Monitoring + alerting¶

A minimal monitoring loop:

#!/usr/bin/env bash
# alarm if tip > 60 seconds old on a testnet node
TIP_AGE=$(curl -s http://127.0.0.1:8080/api/chain | \
          jq '(.tip_timestamp // 0) | now - .')
if [ "${TIP_AGE%.*}" -gt 60 ]; then
  echo "ALERT: tip age $TIP_AGE > 60s" | mail -s "WaveLedger tip stale" you@example.com
fi

Schedule via cron at one-minute intervals. Add similar checks for peer_count and qrng_reachable.

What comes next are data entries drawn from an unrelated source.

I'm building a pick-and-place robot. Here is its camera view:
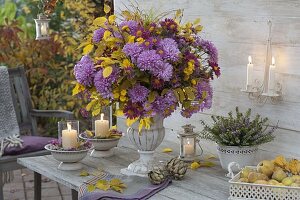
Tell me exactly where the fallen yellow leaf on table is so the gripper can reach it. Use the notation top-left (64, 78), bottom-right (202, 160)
top-left (200, 161), bottom-right (215, 167)
top-left (162, 148), bottom-right (173, 153)
top-left (87, 184), bottom-right (96, 192)
top-left (190, 161), bottom-right (215, 169)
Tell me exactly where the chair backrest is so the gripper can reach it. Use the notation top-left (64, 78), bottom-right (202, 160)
top-left (8, 67), bottom-right (36, 135)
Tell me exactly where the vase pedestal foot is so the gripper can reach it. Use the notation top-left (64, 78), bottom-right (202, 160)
top-left (90, 148), bottom-right (114, 158)
top-left (57, 162), bottom-right (82, 171)
top-left (121, 150), bottom-right (155, 177)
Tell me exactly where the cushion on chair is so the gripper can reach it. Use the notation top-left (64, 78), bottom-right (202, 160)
top-left (4, 136), bottom-right (55, 156)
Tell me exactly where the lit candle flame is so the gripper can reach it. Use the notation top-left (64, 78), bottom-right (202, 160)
top-left (67, 122), bottom-right (72, 131)
top-left (248, 56), bottom-right (252, 64)
top-left (272, 56), bottom-right (275, 65)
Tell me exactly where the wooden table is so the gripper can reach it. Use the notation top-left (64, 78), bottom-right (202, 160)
top-left (18, 138), bottom-right (229, 200)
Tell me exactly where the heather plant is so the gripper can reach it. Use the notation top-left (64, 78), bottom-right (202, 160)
top-left (200, 107), bottom-right (277, 146)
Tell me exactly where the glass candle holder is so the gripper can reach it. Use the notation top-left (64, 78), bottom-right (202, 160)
top-left (58, 120), bottom-right (79, 149)
top-left (178, 124), bottom-right (202, 161)
top-left (92, 107), bottom-right (111, 138)
top-left (34, 14), bottom-right (50, 40)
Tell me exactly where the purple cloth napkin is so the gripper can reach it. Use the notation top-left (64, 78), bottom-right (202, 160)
top-left (4, 136), bottom-right (54, 156)
top-left (81, 179), bottom-right (172, 200)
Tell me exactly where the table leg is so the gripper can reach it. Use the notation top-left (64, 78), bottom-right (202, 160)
top-left (72, 189), bottom-right (78, 200)
top-left (34, 172), bottom-right (42, 200)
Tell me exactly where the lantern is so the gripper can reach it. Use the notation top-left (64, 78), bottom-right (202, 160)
top-left (34, 14), bottom-right (50, 40)
top-left (178, 124), bottom-right (203, 161)
top-left (58, 120), bottom-right (79, 149)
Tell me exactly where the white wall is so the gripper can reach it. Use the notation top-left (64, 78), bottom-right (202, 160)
top-left (115, 0), bottom-right (300, 159)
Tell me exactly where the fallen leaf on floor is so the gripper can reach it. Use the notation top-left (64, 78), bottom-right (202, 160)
top-left (191, 162), bottom-right (200, 169)
top-left (79, 170), bottom-right (90, 176)
top-left (87, 184), bottom-right (96, 192)
top-left (162, 148), bottom-right (173, 153)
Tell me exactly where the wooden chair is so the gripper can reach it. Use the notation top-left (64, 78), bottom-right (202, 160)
top-left (0, 67), bottom-right (73, 200)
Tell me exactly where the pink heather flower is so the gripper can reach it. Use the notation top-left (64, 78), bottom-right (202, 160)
top-left (93, 28), bottom-right (105, 43)
top-left (158, 38), bottom-right (180, 62)
top-left (74, 56), bottom-right (95, 86)
top-left (128, 85), bottom-right (150, 103)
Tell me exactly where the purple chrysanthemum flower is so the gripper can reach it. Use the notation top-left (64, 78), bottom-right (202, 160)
top-left (94, 68), bottom-right (119, 98)
top-left (128, 85), bottom-right (150, 103)
top-left (119, 20), bottom-right (139, 35)
top-left (196, 81), bottom-right (213, 110)
top-left (151, 77), bottom-right (164, 89)
top-left (158, 38), bottom-right (180, 62)
top-left (196, 39), bottom-right (218, 64)
top-left (153, 63), bottom-right (173, 81)
top-left (159, 18), bottom-right (178, 33)
top-left (74, 56), bottom-right (95, 86)
top-left (93, 28), bottom-right (105, 43)
top-left (79, 108), bottom-right (90, 118)
top-left (137, 50), bottom-right (163, 71)
top-left (122, 43), bottom-right (143, 63)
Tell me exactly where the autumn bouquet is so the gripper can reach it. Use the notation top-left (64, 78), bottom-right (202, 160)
top-left (73, 5), bottom-right (220, 130)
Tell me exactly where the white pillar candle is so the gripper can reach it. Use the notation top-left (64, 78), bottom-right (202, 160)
top-left (246, 56), bottom-right (253, 89)
top-left (41, 23), bottom-right (48, 35)
top-left (268, 57), bottom-right (276, 94)
top-left (183, 138), bottom-right (195, 156)
top-left (95, 113), bottom-right (109, 137)
top-left (61, 123), bottom-right (77, 149)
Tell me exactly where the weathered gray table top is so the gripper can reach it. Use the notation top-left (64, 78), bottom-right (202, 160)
top-left (18, 138), bottom-right (229, 200)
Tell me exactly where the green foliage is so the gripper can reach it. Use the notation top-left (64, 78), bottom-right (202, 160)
top-left (200, 107), bottom-right (277, 146)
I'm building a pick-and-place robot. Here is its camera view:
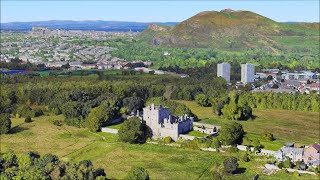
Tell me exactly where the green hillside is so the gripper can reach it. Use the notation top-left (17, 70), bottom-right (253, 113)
top-left (141, 10), bottom-right (319, 54)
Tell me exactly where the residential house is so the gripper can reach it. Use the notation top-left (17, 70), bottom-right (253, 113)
top-left (303, 144), bottom-right (320, 167)
top-left (275, 146), bottom-right (303, 162)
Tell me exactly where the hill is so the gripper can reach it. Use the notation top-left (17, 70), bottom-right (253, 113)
top-left (1, 20), bottom-right (177, 32)
top-left (141, 10), bottom-right (319, 51)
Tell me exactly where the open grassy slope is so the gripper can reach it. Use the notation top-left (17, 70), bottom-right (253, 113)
top-left (141, 10), bottom-right (319, 53)
top-left (178, 101), bottom-right (320, 149)
top-left (0, 116), bottom-right (317, 180)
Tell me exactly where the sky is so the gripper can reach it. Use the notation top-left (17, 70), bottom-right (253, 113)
top-left (1, 0), bottom-right (320, 23)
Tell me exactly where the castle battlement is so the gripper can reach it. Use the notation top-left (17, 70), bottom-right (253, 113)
top-left (143, 104), bottom-right (193, 140)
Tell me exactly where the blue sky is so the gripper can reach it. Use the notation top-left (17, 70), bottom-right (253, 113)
top-left (1, 0), bottom-right (319, 23)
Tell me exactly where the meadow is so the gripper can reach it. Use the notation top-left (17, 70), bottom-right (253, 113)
top-left (0, 115), bottom-right (317, 179)
top-left (177, 100), bottom-right (320, 150)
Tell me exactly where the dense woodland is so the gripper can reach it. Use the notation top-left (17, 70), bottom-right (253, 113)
top-left (0, 152), bottom-right (149, 180)
top-left (0, 75), bottom-right (319, 133)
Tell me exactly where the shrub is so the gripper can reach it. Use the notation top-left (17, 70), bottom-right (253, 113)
top-left (211, 139), bottom-right (221, 149)
top-left (24, 116), bottom-right (32, 123)
top-left (118, 117), bottom-right (147, 144)
top-left (0, 113), bottom-right (11, 134)
top-left (292, 171), bottom-right (300, 177)
top-left (181, 140), bottom-right (199, 149)
top-left (52, 120), bottom-right (62, 126)
top-left (241, 154), bottom-right (250, 162)
top-left (277, 162), bottom-right (284, 169)
top-left (194, 94), bottom-right (210, 107)
top-left (260, 132), bottom-right (274, 141)
top-left (125, 167), bottom-right (150, 180)
top-left (283, 157), bottom-right (293, 168)
top-left (212, 166), bottom-right (227, 180)
top-left (223, 157), bottom-right (239, 173)
top-left (226, 146), bottom-right (239, 153)
top-left (219, 122), bottom-right (244, 145)
top-left (163, 136), bottom-right (173, 144)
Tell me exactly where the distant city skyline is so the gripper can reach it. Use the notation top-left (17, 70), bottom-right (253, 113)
top-left (1, 0), bottom-right (319, 23)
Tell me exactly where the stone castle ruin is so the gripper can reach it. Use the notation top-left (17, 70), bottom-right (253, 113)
top-left (143, 104), bottom-right (193, 141)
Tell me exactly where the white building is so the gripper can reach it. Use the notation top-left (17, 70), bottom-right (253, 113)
top-left (281, 71), bottom-right (317, 80)
top-left (275, 147), bottom-right (303, 162)
top-left (241, 63), bottom-right (254, 84)
top-left (143, 104), bottom-right (193, 141)
top-left (217, 63), bottom-right (230, 82)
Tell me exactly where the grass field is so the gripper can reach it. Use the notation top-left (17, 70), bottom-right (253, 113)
top-left (0, 108), bottom-right (317, 180)
top-left (177, 101), bottom-right (320, 150)
top-left (0, 116), bottom-right (316, 179)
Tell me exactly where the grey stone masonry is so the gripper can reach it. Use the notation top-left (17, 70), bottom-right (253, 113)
top-left (143, 104), bottom-right (193, 140)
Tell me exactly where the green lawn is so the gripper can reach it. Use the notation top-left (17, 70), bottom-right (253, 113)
top-left (187, 131), bottom-right (208, 137)
top-left (177, 101), bottom-right (320, 146)
top-left (0, 115), bottom-right (317, 180)
top-left (106, 123), bottom-right (122, 129)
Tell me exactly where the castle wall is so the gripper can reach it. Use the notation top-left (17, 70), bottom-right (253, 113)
top-left (143, 104), bottom-right (193, 140)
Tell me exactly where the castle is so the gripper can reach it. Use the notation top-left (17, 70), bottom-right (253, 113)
top-left (143, 104), bottom-right (193, 140)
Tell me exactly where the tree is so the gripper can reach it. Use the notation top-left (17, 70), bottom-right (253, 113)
top-left (118, 117), bottom-right (146, 144)
top-left (221, 102), bottom-right (242, 120)
top-left (163, 136), bottom-right (173, 144)
top-left (211, 139), bottom-right (221, 149)
top-left (212, 166), bottom-right (227, 180)
top-left (0, 113), bottom-right (11, 134)
top-left (123, 96), bottom-right (144, 113)
top-left (194, 94), bottom-right (210, 107)
top-left (126, 167), bottom-right (150, 180)
top-left (86, 105), bottom-right (105, 132)
top-left (24, 116), bottom-right (32, 123)
top-left (219, 122), bottom-right (244, 145)
top-left (252, 139), bottom-right (261, 151)
top-left (240, 104), bottom-right (252, 120)
top-left (260, 132), bottom-right (274, 141)
top-left (223, 157), bottom-right (239, 174)
top-left (241, 153), bottom-right (250, 162)
top-left (86, 99), bottom-right (119, 132)
top-left (283, 157), bottom-right (293, 168)
top-left (267, 75), bottom-right (273, 81)
top-left (215, 102), bottom-right (224, 116)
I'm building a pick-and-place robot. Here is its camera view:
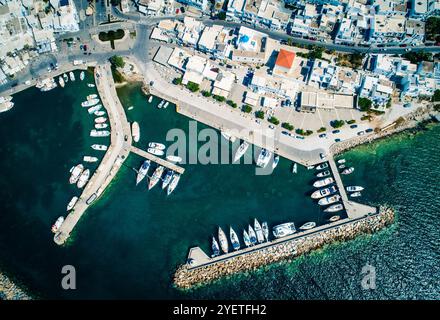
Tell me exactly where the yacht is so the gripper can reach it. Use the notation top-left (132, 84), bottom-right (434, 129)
top-left (233, 141), bottom-right (249, 162)
top-left (91, 144), bottom-right (107, 151)
top-left (218, 227), bottom-right (229, 253)
top-left (211, 237), bottom-right (220, 258)
top-left (131, 121), bottom-right (141, 142)
top-left (254, 219), bottom-right (264, 243)
top-left (162, 170), bottom-right (174, 189)
top-left (167, 173), bottom-right (180, 195)
top-left (248, 225), bottom-right (257, 245)
top-left (313, 177), bottom-right (334, 188)
top-left (67, 196), bottom-right (79, 211)
top-left (229, 227), bottom-right (240, 250)
top-left (136, 160), bottom-right (151, 185)
top-left (261, 221), bottom-right (269, 241)
top-left (272, 222), bottom-right (296, 238)
top-left (299, 221), bottom-right (316, 230)
top-left (324, 203), bottom-right (344, 212)
top-left (311, 186), bottom-right (338, 199)
top-left (318, 194), bottom-right (341, 206)
top-left (148, 166), bottom-right (165, 190)
top-left (257, 148), bottom-right (272, 168)
top-left (76, 169), bottom-right (90, 189)
top-left (69, 164), bottom-right (84, 184)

For Prometheus + Grafana, the dashboard exposes Prometheus text-format metrics at /metrics:

# prometheus.yml
scrape_configs:
  - job_name: waveledger
    metrics_path: /metrics
    static_configs:
      - targets: ['127.0.0.1:8080']

Exported gauges (one line per metric):

Metric	Meaning
`waveledger_chain_height`	Tip block index
`waveledger_tip_timestamp`	Unix seconds of the tip block
`waveledger_total_supply`	WAVE minted so far
`waveledger_difficulty`	Current PoW leading-zero count
`waveledger_mempool_size`	Pending tx count
`waveledger_peer_count`	Connected P2P peers
`waveledger_mining_active`	`1` if miner running, else `0`
`waveledger_synced`	`1` if IBD complete, else `0`
`waveledger_uptime_seconds`	Process uptime

No auth on /metrics even when require_auth=true; scrape over a private network or behind a reverse-proxy ACL.

Upgrades¶

cd /opt/waveledger
sudo -u waveledger git pull
sudo systemctl restart waveledger-chat waveledger-miner waveledger-entropy

Most chain-state changes are non-breaking (new tx kinds, new opcodes, new precompiles). Breaking changes (genesis change, new Merkle scheme, etc.) require a chain reset and are documented in the release notes.

Backups¶

What	How often	Where
`chain.db`	daily	Off-machine (R2, S3, etc.)
`wallets/`	once per wallet creation	Encrypted, off-machine
`api_key.json`	once per node	Off-machine (rotate if leaked)
Foundation keypair (`~/.waveledger/genesis_foundation.json`)	once at chain genesis	Cold storage; the sole key authorized to spend the genesis premine

For VPSes, nightly rsync to a separate location is sufficient. On Fly, volume snapshots are automatic (retained 5 days by default).

Capacity planning¶

Each block is approximately 5-50 KB depending on tx count
1 block per minute = approximately 7 GB chain growth per year (mainnet)
1 block per 5 seconds = approximately 88 GB/yr (testnet — reset periodically)
Mempool maximum: 5,000 txs × ~6 KB each = approximately 30 MB RAM
Peer connections: approximately 1 MB RAM each
Provision approximately 2 GB RAM for a comfortable miner; 256 MB for entropy

For a 5-year horizon, provision approximately 50 GB disk per mainnet node (conservative estimate).